Trying to understand how aio(4), mount(8) async (and gjournal)
relate
Julian Elischer
julian at elischer.org
Wed Mar 25 10:22:13 PDT 2009
Bruce Evans wrote:
> On Wed, 25 Mar 2009, Jan Mikkelsen wrote:
>
>> [Jumping into a conversation on aio, async mounts, etc.]
>>
>> I have had a few questions for a while that I haven't asked yet; these
>> seems like an appropriate time to ask them!
>>
>> Is it reasonable to open a file with O_FSYNC and then use aio_write()
>> to issue multiple writes, and then assume that the data is on disk
>> when the aio completes?
>
> I know very little about aio, but looking at the sources seems to show that
> O_FSYNC (or mounting with the sync option) just defeats the asyncness of
> aio. aio seems to use only fo_write() for writing, so at lower (file
> system) levels, O_FSYNC has the same behaviour as for write(2) -- it syncs
> the i/o at the end of the call in the usual case where fo_write = vn_write.
>
>> Can I get I/O parallelism using this approach?
>
> Apparently not.
>
>> I recall reading (some time ago) that FreeBSD doesn't do I/O
>> parallelism on a single file descriptor. Is that true? Do I need to
>> open the file multiple times in order to get I/O parallelism?
>
> The fs part of vn_write() is serialized, now using the exclusive vnode
> lock.
> The code is essentially:
>
> vn_lock(vp, LK_EXCLUSIVE | LK_RETRY);
> error = VOP_WRITE(...); /* this soon reaches foofs_write() */
> VOP_UNLOCK(vp);
>
> In the usual case without O_FSYNC, foofs should try to only schedule
> the i/o (by writing it to the buffer cache and not waiting), so that
> the actual i/o is done in parallel later. However, foofs might need
> to do some physical input in order to tell where to write (e.g., reading
> indirect block(s)) or some physical output of metadata needed for
> consistency (e.g., writing indirect blocks), and any such i/o is
> serialized. (I think most file systems avoid writing to the inode on
> every foofs_write(), though not doing requires tricks to maintain
> consistency. No tricks seem to be available for indirect blocks, so
> ffs without soft updates always writes them synchronously (except in
> my version where the async mount option actually works for indurect
> blocks).)
>
> O_FSYNC should cause almost all writes related to the file to be
> synced at the end of foofs_write(). Thus it forces all i/o to be
> serialized.
> Some excepions to "all":
> - at least in ffs, bitmap blocks are not synced. This is safe since
> fsck can always recover bitmap blocks.
> - at least in ffs, directories above the file are not synced by fsync()

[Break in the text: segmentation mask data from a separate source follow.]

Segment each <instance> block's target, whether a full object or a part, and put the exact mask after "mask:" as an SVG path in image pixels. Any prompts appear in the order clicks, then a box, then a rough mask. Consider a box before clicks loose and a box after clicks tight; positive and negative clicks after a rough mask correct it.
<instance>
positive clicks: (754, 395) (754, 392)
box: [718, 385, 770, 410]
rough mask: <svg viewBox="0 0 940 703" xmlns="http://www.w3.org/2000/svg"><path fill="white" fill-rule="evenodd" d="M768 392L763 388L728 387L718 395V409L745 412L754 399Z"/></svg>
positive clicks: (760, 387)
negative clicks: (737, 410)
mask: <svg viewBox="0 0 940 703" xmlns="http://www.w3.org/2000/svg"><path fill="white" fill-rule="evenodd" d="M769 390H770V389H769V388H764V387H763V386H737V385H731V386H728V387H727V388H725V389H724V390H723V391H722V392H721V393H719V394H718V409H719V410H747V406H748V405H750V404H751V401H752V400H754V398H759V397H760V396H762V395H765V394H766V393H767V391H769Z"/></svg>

> for the file. This is normally harmless because critical directory
> operations are normally synchronous (or ordered relative to everything
> including related file operations in the case of soft updates), and
> fsync() is not specified to do this (?), but perhaps careful
> applications should fsync() all the directories too, and with the
> async mount option, even the most critical directory operation
> (creation of the file's directory entry) is asynchronous (except
> bugs make it partly synchronus).
> - at least in ffs, with the async mount option, fsync() is more broken than
> it should be broken -- it syncs everything except for the most critical
> metadata (the inode) and directories above the file.
>
>> You can see where I'm going with this: What I'd really like to do is
>> open a file with O_FSYNC | O_DIRECT | O_EXCL, and then do lots of aio
>> operations on it using chunks that a multiple of the page size with
>> buffers that are aligned on page boundaries. I'd like to know when
>> aio writes are "really" complete to maintain various kinds of on-disk
>> structures (eg. b-trees). I'd also like to avoid call fsync(2).
>
> Calling fsync() or aio_waitcomplete() seems to be necessary. More
> global options like the sync mount flag and O_FSYNC don't provide
> enough control. I can't find any aio interfaces to select or poll for
> completion.
it does have a comprehensive interface with kqueue.
> It seems to have only aio_return() to test for completion,
> with the possibly unwanted side effect of doing the completion if
> possible. I don't trust aio_return() to test that _all_ the things
> that would be done by the file system for fsync(2) have been done.
> aio_waitcomplete ensures doing these things by calling the file system
> (VOP_FSYNC()), but aio_return() doesn't seem to go near the file system.
>
> BTW, I just remembered that there is no mount option or file flag to
> give fully sync metadata. At least in ffs, all inode-change operations
> (chmod(), chown(), fchmod(), fchown(), etc.) are async, irrespective of
> mount options and O_FSYNC. It takes a syscall calling VOP_FSYNC() or
> an unrelated inode update to sync the metadata for these operations.